The same thing happens in the User CP, by the way, so it appears that it's not a problem of the Search feature itself, but of how the tables are generated.


----------



## Michael Morris (Feb 24, 2005)

I see the problem and can fix it promptly.

EDIT: K, Fixed


----------



## Hand of Evil (Feb 24, 2005)

Michael Morris said:
			
		

> I see the problem and can fix it promptly.
> 
> EDIT: K, Fixed



Michael, just want to say you are doing wonders with the site.


----------



## Michael Morris (Feb 24, 2005)

Por Nada (it's nothing)


----------



## fanboy2000 (Feb 24, 2005)

I'm still getting something similer under My Account--->Subscriptions. Only, it's not showing the catogory at all. Everything is just moved over one.


----------



## Michael Morris (Feb 24, 2005)

K, I'll fix that (that's gonna be due to the same sort of error).


----------



## fanboy2000 (Feb 24, 2005)

Great. I appreciate it.


----------



## reveal (Feb 25, 2005)

Here's something that's happening to me. I am using Firefox.

I went into the D&D Rules forum and search for the term "devoted defender". It brought up a list of results. I then did another search in the same forum for "devoted defender ac". All I got was a white screen. It still happens today.
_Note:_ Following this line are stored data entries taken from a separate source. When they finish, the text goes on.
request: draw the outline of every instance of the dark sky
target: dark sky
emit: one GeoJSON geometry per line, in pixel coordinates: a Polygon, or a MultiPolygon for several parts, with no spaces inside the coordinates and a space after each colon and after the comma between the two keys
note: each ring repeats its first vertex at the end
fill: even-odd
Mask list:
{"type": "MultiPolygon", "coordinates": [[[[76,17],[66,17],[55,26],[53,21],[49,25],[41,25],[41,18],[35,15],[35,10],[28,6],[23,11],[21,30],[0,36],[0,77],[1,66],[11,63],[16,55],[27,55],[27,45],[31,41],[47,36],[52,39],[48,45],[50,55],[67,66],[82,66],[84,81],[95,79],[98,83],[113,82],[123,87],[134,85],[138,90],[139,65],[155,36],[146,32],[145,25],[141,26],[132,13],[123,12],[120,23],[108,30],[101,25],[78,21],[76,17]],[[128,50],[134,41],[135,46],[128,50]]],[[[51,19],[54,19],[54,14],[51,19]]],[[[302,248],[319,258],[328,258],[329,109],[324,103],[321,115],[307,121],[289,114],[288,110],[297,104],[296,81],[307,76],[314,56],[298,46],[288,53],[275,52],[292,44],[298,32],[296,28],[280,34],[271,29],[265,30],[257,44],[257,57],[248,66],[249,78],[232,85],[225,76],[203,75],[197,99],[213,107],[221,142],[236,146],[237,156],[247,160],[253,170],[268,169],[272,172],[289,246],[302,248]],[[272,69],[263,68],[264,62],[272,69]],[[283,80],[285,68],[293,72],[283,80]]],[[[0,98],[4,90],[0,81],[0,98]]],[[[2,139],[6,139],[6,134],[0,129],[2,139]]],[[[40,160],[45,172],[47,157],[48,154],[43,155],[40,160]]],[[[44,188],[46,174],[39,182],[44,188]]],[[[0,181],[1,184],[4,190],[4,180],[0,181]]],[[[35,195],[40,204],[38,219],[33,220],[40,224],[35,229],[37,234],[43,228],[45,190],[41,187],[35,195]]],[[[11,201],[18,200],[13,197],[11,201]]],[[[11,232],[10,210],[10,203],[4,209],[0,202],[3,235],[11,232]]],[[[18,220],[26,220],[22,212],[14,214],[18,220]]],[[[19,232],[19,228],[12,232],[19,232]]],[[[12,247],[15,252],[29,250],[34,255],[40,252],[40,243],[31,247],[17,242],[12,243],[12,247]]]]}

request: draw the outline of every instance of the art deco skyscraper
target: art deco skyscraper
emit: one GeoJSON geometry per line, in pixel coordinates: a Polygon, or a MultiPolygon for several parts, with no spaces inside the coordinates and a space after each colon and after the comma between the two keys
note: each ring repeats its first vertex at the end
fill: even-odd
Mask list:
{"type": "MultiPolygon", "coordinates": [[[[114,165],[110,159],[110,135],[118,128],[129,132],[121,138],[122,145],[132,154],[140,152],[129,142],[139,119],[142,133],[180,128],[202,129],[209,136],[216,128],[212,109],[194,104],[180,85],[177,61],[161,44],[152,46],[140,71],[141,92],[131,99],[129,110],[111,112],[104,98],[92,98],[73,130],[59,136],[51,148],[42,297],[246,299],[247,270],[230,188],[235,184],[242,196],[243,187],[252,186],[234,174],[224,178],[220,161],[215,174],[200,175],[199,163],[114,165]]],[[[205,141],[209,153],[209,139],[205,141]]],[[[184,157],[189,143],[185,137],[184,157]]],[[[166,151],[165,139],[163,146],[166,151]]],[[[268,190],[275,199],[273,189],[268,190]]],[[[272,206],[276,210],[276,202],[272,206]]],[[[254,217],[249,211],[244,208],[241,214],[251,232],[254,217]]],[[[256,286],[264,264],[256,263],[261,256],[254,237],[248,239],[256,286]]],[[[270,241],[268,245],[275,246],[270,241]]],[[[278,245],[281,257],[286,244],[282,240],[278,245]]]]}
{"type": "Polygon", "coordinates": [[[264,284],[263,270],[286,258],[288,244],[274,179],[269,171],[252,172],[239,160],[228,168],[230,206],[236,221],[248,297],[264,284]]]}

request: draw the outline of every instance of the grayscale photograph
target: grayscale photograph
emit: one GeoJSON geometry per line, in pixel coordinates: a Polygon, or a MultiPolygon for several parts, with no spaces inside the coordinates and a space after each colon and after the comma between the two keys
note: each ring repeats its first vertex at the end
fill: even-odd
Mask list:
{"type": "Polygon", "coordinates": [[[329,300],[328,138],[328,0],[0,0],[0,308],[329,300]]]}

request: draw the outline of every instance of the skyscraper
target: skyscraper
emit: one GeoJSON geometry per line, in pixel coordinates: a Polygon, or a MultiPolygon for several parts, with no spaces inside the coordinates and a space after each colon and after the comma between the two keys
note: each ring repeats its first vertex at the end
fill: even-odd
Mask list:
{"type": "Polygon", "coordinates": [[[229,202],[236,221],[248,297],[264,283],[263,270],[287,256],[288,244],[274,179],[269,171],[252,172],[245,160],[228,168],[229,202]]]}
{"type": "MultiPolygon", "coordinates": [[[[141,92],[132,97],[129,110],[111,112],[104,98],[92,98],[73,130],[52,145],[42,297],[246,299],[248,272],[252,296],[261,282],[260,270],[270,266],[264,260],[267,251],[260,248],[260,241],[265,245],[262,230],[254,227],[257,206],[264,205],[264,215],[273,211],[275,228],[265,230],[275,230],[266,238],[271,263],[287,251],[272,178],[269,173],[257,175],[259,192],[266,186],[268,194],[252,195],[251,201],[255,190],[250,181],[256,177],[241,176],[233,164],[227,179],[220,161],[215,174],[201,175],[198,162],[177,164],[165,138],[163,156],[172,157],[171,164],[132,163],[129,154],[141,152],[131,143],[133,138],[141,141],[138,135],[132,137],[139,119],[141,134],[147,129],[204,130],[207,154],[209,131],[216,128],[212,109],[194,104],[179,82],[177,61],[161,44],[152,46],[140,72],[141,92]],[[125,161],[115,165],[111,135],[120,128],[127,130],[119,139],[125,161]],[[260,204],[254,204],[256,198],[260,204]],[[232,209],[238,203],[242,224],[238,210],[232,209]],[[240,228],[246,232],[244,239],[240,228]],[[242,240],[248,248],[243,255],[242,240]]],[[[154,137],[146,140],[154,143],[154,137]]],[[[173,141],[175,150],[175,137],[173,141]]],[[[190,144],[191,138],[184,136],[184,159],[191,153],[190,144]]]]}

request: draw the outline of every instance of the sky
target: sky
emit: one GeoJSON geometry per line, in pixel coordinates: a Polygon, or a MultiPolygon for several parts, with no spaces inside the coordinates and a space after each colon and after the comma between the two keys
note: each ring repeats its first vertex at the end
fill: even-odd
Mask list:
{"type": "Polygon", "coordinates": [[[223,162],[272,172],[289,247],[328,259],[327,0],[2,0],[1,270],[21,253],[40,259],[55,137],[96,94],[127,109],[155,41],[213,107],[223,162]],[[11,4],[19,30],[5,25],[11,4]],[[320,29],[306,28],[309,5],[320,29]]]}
Is there a limit to the number of search terms you can use?


----------



## Michael Morris (Feb 25, 2005)

Hmm.. y'know, I'm starting to think the post index is corrupt.  Rebuilding it is a 10 hr process though


----------



## Crothian (Feb 25, 2005)

I've done a few searches in Firfox and haven't ran into this problem


----------



## the Jester (Feb 27, 2005)

I use Firefox, and I've gotten the white screen searching several times.

Michael, I just wanted to throw out a thank-you for all the hard work you've done on the site!  You rock, man!


----------



## Guillaume (Feb 27, 2005)

Just got back to this thread after a few days.  I want to thank you Michael for your great work.


----------